The main characters in the book are mother and daughter, Maryam and Sara. The story begins in London, with Sara miscarrying her baby whilst out with her mother and young cousin Saeed, who has come to live with his Aunty Maryam after his mother's death in Iran. Without giving too much away, after this sad event Maryam decides to return to the remote Iranian mountain village of her childhood. We learn the secrets of her past and how she came to leave Iran as a young woman in tragic circumstances. The story moves with ease from her childhood as the daughter of a general in the Shah's army,to present time Iran and London. The language is beautiful and the descriptions are so vivid. I could almost see the brightly coloured chadors and I've already mentioned the food!! The journeys, both mental and physical, Maryam and Sara take are dramatic and fraught at times but ultimately Sara is able to finally understand and, I think, forgive her mother. Admittedly it isn't a jolly book and if you are looking for a "And they all lived happily ever after" ending then this might leave you a bit wanting. But it is a gorgeous, thought provoking, believable story that totally engrossed me. It's something I will definitely read again in a few years. Read and enjoy!


Anonymous said...

Pomegranate Soup is one of my favorites!! And this book sounds yummy!

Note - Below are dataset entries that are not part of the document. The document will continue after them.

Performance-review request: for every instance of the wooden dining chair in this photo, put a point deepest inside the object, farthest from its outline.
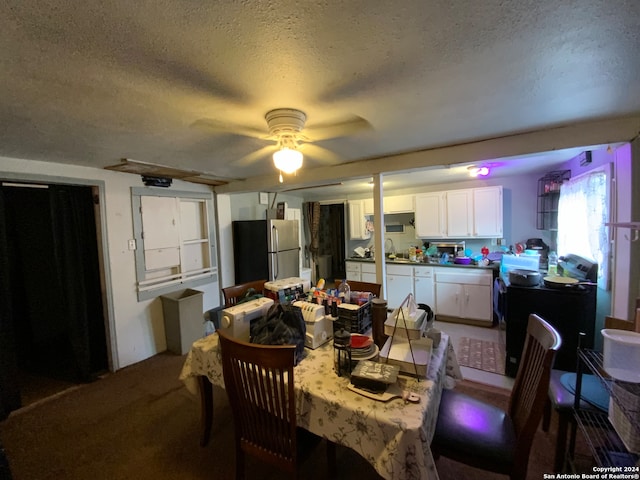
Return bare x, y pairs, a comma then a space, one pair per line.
235, 293
561, 400
484, 436
259, 383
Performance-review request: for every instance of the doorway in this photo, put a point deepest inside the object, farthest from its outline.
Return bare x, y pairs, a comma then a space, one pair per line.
332, 243
52, 315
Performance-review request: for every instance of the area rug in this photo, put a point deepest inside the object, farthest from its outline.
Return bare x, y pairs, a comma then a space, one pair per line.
481, 355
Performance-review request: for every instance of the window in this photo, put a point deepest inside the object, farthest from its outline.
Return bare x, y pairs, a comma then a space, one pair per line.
583, 210
175, 240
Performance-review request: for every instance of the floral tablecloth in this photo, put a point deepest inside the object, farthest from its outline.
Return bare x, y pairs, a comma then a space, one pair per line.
394, 437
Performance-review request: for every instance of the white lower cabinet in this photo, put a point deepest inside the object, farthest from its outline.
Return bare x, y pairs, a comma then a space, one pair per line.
399, 284
423, 286
464, 293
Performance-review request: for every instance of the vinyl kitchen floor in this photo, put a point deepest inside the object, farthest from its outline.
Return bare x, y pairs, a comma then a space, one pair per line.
457, 330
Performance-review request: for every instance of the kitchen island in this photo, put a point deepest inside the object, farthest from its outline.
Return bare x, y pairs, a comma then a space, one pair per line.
457, 293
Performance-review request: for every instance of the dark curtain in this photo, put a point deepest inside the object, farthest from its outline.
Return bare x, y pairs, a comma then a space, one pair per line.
312, 216
76, 260
336, 246
9, 391
51, 316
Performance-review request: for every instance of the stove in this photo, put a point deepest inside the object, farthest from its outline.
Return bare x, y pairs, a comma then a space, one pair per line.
570, 310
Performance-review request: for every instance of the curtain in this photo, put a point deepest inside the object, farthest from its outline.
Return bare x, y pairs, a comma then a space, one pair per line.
10, 398
75, 258
312, 216
583, 210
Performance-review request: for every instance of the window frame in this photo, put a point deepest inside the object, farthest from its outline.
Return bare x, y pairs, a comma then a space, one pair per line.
148, 287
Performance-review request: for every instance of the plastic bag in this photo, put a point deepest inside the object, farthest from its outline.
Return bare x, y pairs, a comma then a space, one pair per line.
282, 325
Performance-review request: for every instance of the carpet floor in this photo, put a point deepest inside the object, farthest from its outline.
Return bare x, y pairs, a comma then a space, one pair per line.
141, 423
481, 354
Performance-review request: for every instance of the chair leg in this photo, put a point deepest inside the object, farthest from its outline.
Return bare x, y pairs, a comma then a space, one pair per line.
546, 416
331, 459
561, 441
239, 464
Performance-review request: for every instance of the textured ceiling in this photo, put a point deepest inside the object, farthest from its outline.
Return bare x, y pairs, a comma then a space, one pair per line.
92, 82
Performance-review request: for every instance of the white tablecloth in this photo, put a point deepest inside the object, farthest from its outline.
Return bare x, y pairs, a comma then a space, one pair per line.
394, 437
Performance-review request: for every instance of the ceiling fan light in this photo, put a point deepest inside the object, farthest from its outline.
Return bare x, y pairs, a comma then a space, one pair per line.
287, 160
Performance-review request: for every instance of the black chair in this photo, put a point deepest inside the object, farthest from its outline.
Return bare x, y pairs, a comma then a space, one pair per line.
482, 435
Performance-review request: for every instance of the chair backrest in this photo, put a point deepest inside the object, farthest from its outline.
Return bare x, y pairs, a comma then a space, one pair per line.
235, 292
259, 383
531, 386
357, 286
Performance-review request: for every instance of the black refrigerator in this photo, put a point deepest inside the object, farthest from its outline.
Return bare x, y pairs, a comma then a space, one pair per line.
570, 310
265, 249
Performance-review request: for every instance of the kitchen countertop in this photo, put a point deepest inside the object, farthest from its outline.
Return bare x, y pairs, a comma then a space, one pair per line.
423, 264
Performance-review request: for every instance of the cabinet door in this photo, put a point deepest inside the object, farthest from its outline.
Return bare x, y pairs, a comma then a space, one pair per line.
459, 213
368, 272
357, 222
477, 303
487, 212
448, 299
398, 287
367, 206
430, 216
424, 291
353, 270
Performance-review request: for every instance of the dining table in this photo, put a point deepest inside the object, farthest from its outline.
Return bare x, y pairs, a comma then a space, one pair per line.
394, 436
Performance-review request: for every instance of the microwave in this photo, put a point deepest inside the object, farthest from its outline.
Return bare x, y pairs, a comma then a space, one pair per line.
237, 319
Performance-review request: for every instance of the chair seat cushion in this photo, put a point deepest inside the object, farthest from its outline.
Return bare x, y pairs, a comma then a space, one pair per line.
470, 427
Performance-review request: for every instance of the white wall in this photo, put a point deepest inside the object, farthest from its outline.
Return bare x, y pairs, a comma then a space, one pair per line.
137, 327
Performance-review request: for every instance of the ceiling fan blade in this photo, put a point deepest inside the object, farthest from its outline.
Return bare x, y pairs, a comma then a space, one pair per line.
210, 124
319, 154
344, 128
253, 157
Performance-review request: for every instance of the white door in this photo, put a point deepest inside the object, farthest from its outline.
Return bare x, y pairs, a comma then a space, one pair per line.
477, 303
449, 299
430, 219
487, 212
459, 213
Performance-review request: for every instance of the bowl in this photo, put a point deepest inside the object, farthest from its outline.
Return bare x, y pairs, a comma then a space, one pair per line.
621, 354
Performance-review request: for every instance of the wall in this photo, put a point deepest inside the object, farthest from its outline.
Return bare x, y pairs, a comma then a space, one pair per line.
137, 328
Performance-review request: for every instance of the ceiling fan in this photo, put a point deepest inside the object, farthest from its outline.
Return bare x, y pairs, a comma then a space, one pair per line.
286, 126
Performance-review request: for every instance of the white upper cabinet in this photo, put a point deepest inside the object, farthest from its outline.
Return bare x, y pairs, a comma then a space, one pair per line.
465, 213
357, 221
459, 213
430, 215
487, 212
368, 206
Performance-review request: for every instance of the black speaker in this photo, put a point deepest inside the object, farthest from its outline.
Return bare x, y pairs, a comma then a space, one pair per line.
156, 181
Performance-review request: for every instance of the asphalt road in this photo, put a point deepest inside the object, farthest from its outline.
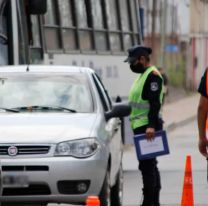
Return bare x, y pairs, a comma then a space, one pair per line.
182, 142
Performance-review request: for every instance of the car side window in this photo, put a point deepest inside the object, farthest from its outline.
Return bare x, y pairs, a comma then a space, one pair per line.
105, 99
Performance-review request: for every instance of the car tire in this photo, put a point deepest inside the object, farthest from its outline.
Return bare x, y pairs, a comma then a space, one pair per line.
105, 194
117, 190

china through my dutch eyes said...

I'm in the same boat :)
I so love reading books about Iran and films too. I always seem to choose films from Iran at the Rotterdam Filmfestival too. So I know what you mean. They all beam some special atmosphere! I'd love to travel there some day to see whether the country will do that 'live' as well ;). Pomegranate Soup was one of my favourites too. So I put this one to my TBR list again! Thanks!